“Sejak
balita, anak-anak perempuan telah diberi pelajaran menari dan menyanyi. Seiring
dengan bertambahnya usia, mereka juga wajib mempelajari bela diri. Ada juga
pelajaran kesenian tradisional. Dan tepat pada usia lima belas tahun, kami
diikutsertakan dalam audisi putri persembahan. Tahap selanjutnya adalah
karantina di lingkungan istana untuk menyesuaikan diri dengan lingkungan yang
baru nantinya. Menjelang keberangkatan, entah untuk persembahan raja siapa dari
negara mana, kami kembali dibekali dengan budaya dan bahasa tempat yang akan
menjadi tujuan kami nanti.”
“Benarkah begitu sayang? Kukira
hanya cukup kirim sembarang wanita.” ucap baginda.
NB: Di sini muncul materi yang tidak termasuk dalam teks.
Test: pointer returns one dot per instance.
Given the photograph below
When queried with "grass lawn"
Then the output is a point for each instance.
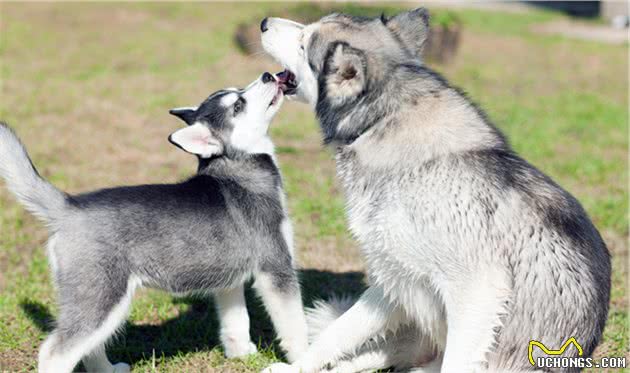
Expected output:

“Tentu saja tidak, Yang Mulia.
Contohnya seperti hamba. Saya sudah dipersiapkan sebegitu rupa. Jadi saat tiba
di Majapahit, saya sudah bisa bahasa masyarakat setempat. Saya juga memahami
budaya Majapahit. Pun menguasai Mantra Sakti Sukma. Jadi ketika kita dilepas
oleh Raja Melayu, kami siap dari ujung rambut sampai ujung kaki, kami
persembahkan kepada siapa tuan yang kami layani.”
Aku memeluk Ayana erat. Semakin
mencintainya. Karena dia total dalam menjalankan tugasnya. Aku bahagia bersamannya. Dia yang kucinta,
memasrahkan diri menghamba pada sosok yang tak pernah dikenalnya.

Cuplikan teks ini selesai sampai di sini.